Ask HN: How to start a job - jztein

It's my first software engineering internship, at a medium-large software company where the code base is enormous and company jargon flies over my head most of the time. I'm getting used to it, but was wondering, from either perspective:
1. What do you wish new hires would do?
2. How do you fit in and make an impact at your team/ company as effectively as possible?<p>I just wanted to know if HN had any advice.<p>Thanks in advance.
======
helen842000
Ask, ask, ask. I used to struggle with asking for help. I'd ponder over
something way too long when the person sitting next to me could tell me in 2
seconds.

Here are some points that helped me and may help you :-

1) Every time you think of a question, write it down. If it's not the right
time to ask now - when it is, you'll have them to hand.
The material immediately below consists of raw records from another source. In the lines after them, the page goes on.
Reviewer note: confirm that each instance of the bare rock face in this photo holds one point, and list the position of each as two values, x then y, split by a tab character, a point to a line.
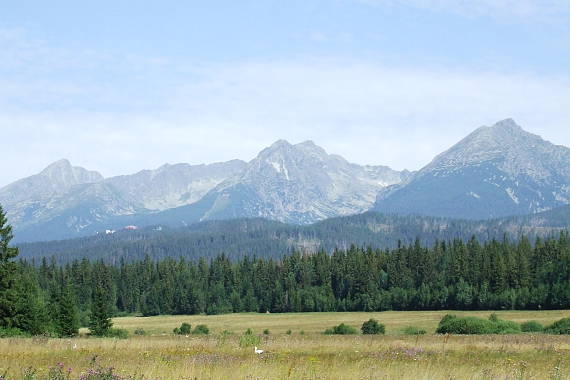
65	201
298	184
295	183
496	171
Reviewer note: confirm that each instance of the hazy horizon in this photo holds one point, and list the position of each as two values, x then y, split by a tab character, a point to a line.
118	88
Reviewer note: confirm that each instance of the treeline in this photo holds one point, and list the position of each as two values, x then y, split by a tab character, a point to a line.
49	298
450	275
265	238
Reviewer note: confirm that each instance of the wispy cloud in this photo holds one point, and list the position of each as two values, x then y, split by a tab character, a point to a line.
522	9
119	114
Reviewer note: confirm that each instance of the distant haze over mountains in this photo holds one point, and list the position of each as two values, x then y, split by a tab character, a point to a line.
494	172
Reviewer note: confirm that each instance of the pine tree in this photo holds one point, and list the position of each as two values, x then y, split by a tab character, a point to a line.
8	268
100	319
67	320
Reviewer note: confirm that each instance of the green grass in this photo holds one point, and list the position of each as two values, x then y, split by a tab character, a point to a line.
221	355
316	323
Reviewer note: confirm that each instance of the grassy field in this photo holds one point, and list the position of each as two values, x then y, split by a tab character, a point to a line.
306	353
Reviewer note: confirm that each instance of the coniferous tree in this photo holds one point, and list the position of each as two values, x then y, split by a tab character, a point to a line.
67	319
8	268
100	319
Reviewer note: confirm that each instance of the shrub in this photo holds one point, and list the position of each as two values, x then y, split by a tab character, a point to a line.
561	326
140	331
450	324
341	329
117	333
248	339
413	330
201	330
506	327
373	327
11	332
184	329
531	326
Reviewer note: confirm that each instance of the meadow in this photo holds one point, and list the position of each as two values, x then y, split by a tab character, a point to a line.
295	348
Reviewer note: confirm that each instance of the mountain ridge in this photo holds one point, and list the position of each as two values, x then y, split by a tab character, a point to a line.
495	171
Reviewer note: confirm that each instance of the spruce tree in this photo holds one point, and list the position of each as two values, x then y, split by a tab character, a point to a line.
67	320
8	268
100	320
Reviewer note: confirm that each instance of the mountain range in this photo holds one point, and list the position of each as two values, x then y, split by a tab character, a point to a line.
495	172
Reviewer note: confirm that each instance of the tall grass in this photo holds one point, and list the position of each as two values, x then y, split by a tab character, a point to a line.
310	356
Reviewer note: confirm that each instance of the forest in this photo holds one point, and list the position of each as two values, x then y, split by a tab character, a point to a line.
39	297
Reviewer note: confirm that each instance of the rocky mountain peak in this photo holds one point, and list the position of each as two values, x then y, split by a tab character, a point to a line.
64	175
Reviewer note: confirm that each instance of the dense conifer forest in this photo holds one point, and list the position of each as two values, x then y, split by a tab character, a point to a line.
265	238
39	297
2) If you're stuck with something consider where are the places you'll likely
find help on it. When you go to ask a colleague, point out that you've tried
here, here & here but still aren't sure and could they point you in the right
direction. There's a big difference between helping you out and thinking for
you. Ensure that with each problem you're taking a few investigative steps of
your own.

3) Ask people to draw diagrams for you. Ask people in general conversation the
same questions and compare their answers. Some people explain things in really
awesome ways & some don't. Some have just 'lived' it that long it's second
nature.

4) Keep organised documentation. When I'd learn a new process, I'd write it up
& keep it in my file. It calms the feeling over overwhelm knowing that you are
building your own backup. Also some tasks only need to be done every few weeks
so there's limited opportunity to practice and notes from your first go will
be very welcome.

5) Be enthusiastic and ask to sit in on conversations or discussions where
possible.

6) Don't ever ever be afraid of asking someone to clarify something. It can be
intimidating in a bigger company to say "could you just run that by me again"
or "how do you spell that?" but it can save a lot of misunderstanding down the
line - Terminology is key to be able to look up information at a later date.
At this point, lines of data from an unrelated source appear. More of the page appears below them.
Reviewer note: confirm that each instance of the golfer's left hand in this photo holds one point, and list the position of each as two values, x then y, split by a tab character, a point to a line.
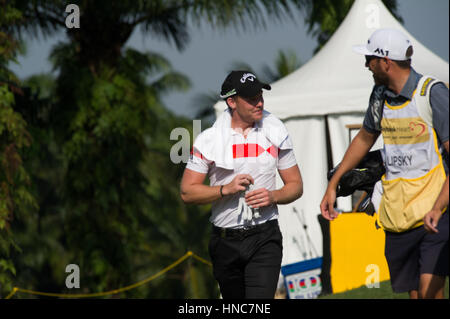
431	220
259	198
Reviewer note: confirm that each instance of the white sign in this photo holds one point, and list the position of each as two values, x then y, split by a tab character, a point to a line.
304	285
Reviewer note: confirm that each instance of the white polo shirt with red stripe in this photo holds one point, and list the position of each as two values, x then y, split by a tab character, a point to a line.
254	155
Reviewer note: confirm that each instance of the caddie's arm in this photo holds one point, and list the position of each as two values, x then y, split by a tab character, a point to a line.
359	147
193	191
431	219
291	190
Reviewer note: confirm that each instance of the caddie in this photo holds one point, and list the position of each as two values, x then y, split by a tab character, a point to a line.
410	111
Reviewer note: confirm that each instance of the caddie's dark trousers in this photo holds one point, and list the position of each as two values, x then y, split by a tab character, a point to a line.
246	263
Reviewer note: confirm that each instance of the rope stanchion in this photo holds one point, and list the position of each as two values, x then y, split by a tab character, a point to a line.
115	291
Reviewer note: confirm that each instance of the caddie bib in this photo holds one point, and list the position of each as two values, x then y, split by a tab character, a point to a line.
414	170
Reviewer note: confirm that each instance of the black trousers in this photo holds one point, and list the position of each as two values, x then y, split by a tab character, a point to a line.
246	263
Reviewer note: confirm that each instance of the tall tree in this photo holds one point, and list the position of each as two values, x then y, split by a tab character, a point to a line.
16	199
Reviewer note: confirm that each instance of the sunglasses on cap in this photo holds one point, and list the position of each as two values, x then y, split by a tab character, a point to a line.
370	58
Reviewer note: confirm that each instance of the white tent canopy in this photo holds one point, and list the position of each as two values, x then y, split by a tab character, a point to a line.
317	102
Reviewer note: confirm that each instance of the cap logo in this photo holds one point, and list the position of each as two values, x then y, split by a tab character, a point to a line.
247	76
380	51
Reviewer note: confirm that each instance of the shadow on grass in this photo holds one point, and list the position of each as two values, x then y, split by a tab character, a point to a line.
383	292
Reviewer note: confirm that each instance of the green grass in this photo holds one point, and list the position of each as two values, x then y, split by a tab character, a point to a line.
383	292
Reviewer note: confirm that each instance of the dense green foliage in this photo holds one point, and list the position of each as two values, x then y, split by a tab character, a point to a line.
85	172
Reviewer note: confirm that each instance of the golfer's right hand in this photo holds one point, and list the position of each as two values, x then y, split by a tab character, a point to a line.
327	205
238	184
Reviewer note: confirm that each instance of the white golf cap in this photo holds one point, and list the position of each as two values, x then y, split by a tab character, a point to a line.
389	43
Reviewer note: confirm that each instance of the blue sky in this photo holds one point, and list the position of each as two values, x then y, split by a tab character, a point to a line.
211	52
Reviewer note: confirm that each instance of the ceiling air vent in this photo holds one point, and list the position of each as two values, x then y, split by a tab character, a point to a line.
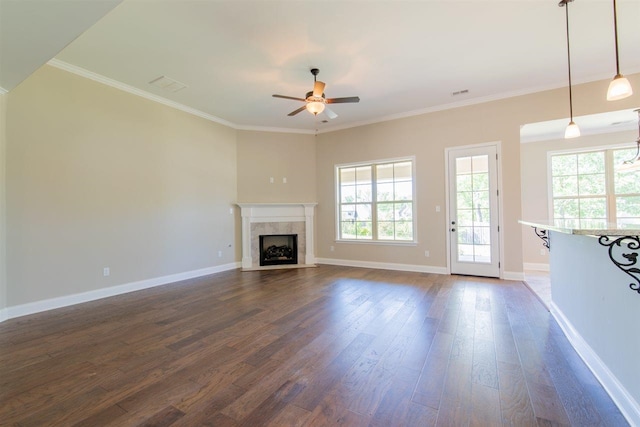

Hope your internship goes well for you!

------
stevenameyer
Being at my 4th development internship (as part of my schooling) There are 3
pieces of advice i would give you.

1)Ask as many questions as you need, but find times that don't interfere with
others too much. Your an intern, they understand that you are learning and
expect to help in your learning process, especially since this is your first.
As long as your not bugging everyone every minute you should be fine.

2) Read files in the codebase as much as possible. Someone mentions a bug in a
file at a stand up? Go read the file. Someone mentions a funny comment made is
one of the files? Go read the file. Slow day and you don't know what to do?
Read as many files as possible. The first time you get access to a large
codebase it can overwhelming, but the more you sit down and become familiar
with each file, you will become more and more familiar with it. There is no
replacement for just sitting down and becoming friends with the codebase.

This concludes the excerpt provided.